Thursday, August 23rd, 2007

In almost every area China has the Olympics wondrously well organized. The last two mountains to climb are pollution and language. Something plainly is being done about pollution especially as the world’s press has picked it up as an useful and continuing story. Language is something else again. According to a report issued by Ministry of Education (MOE), China has set strict standards on the use of both Chinese and English in the service industry.

The report showed that China has regulated the Chinese to English translation for such service as washing rooms, restaurants and hotels to help visitors to know where they are and what they are. The regulation also includes ways of translation for Chinese cuisine. A coordination work team has also been established to carry out language training programs.

Statistics suggest that by the end of 2005, more than 4.1 million residents in Beijing had learned foreign languages. That is 30% if the population.

This statement needs to be regarded in the light of the definition of the world ‘learned.’ The writer learned French at school and is a whiz at telling you that his uncle’s pen is in the garden of his aunt. Which is interesting but less than totally useful. So it could be said one has ‘learned’ French without having the faintest idea how to speak it in the real world. So the suggestion that 30% of the population of Beijing has ‘learned’ English may well, on the face of it, be true. That is not to say that they can speak and understand English. At least, not well. This is not true of the younger generation. Young students possibly would be the best bet as interpreters. (In our illustration there is no apparent problem in communication. This encounter happened during a friendly match between China and Queen’s Park Rangers.)

Nearly 200,000 people in 11 businesses such as tourism have received some language training to improve service for the Olympics.A number of books on the English speaking during the Olympic Games and the volunteer service training have been published. The map of Beijing is also published in Chinese, English and French on the official website of the organizing committee for the Beijing Olympics.

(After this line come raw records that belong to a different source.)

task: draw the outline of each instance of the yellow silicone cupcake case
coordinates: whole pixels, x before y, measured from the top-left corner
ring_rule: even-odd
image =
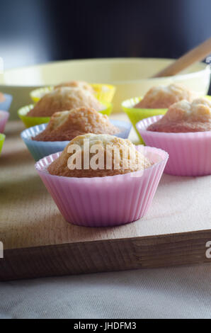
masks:
[[[113,105],[111,103],[108,103],[105,101],[101,101],[101,103],[106,106],[104,110],[99,111],[103,115],[107,115],[109,116],[111,113]],[[36,125],[41,125],[45,124],[46,123],[49,123],[50,117],[30,117],[28,116],[27,114],[29,111],[33,108],[34,104],[30,104],[26,106],[23,106],[18,111],[18,115],[19,118],[21,119],[23,123],[24,123],[26,128],[29,128],[33,126],[35,126]]]
[[[115,92],[115,87],[111,84],[91,84],[95,91],[95,96],[99,101],[105,101],[110,103]],[[33,90],[30,93],[31,99],[34,103],[38,103],[40,99],[46,94],[54,89],[53,86],[44,86]]]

Li Yuming, an official with the Ministry of Education in charge of language administration, said that the language usage for the Olympic Games still had problems.

For example, China has two table tennis players Ma Lin and Ma Long.
If you put their given names ahead of their first names, following international practice, their names will appear the same as ‘L. Ma’ which is confusing.

The official also said that translation of the names of places and roads in Beijing also need some regulation.

This will be the one area that will be difficult to get right. Reverse the situation and think of the games in, say, London. And imagine the majority of the visitors are Chinese.

How successful would London be at making sure enough people learned enough Chinese to be useful? Quite so.